In their infinite wisdom, the European Union risked further alienating people in Britain last night by calling for a ban on plastic shopping bags. The move, designed to benefit the environment, will mean imposing an expensive tax on shopping bags or banning them altogether.
Retailers have reacted angrily to the suggestion, claiming it will damage the already precarious state of the economy by putting people off shopping. It could dramatically reduce impulse purchases, or force people into buying expensive semi-permanent bags instead. Richard Dodd, spokesman of the British Retail Consortium said yesterday:
“A Europe-wide ban on bags is unnecessary. It is likely to alienate customers from the green agenda, which is the opposite of what the European Union is trying to do. It is not appropriate for the EU to get involved.”

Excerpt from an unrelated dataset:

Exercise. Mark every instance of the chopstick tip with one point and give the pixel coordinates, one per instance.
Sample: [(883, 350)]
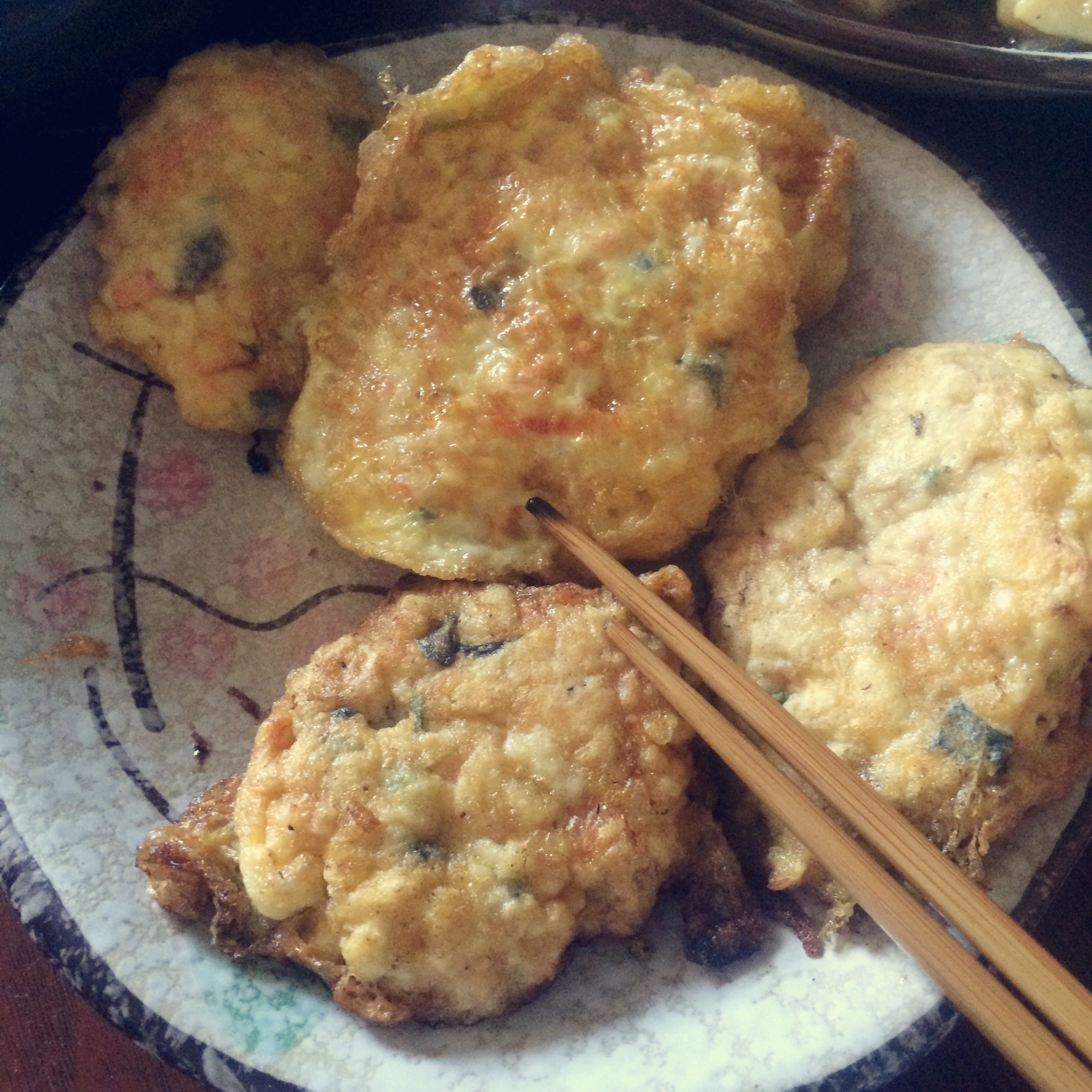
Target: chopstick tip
[(542, 509)]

“Retailers have been very successful already at working with customers on reducing the number of bags handed out. This has been achieved on a voluntary basis and is the best way. Many people already carry their own bags around with them – but because they want to, not because they are being forced to.”
“Climate change is important, but these bags are the wrong focus and should not be demonised. They are not the major issue. Food waste, for example, is a far more important issue.”
But the European Commission are keen to make the case for the environment. EU Environment Commissioner Janez Potocnik said:
“Fifty years ago, the single-use plastic bag was almost unheard of. Now we use them for a few minutes and they pollute our environment for decades. That’s why we are looking at all the options, including a Europe-wide ban on plastic carrier bags.”
“Social attitudes are evolving and there is a widespread desire for change. We need the views of as many people as possible to complement our scientific analyses and help drive policy on this issue, which is suffocating our environment.”
Efforts to move consumers from disposable plastic bags to reusable, more durable bags have resulted in every home in the country having dozens of these ‘bags-for-life’ which are summarily forgotten virtually every time anyone goes shopping, leading to the purchase of yet more. While they have various uses around the home such as rubbish bags and storage, this is not solving an environmental issue.
To change habits which are so entrenched in Britain requires a step change in behaviour. Many supermarkets are leading the way with loyalty incentives for re-using bags, which is more likely to work as a subtle way of influencing people. We do not need the E.U. to legislate a solution to this problem.
Previous research by the Government-funded Waste Resources Action Programme (WRAP) (reported in The Telegraph) found that a levy on plastic bags in Ireland only made matters worse. They revealed that plastic bags make up less than 1 percent of litter, which is highly efficient compared to other forms of packaging. Industry bodies claimed Ireland's levy led to a fivefold increase in the use of plastic. Although WRAP doubted this figure, they were certain more plastic would be used as thicker, heavier rubbish bags would be used instead. They warned that local authorities may end up paying more in administration for the tax than they would receive from implementing it.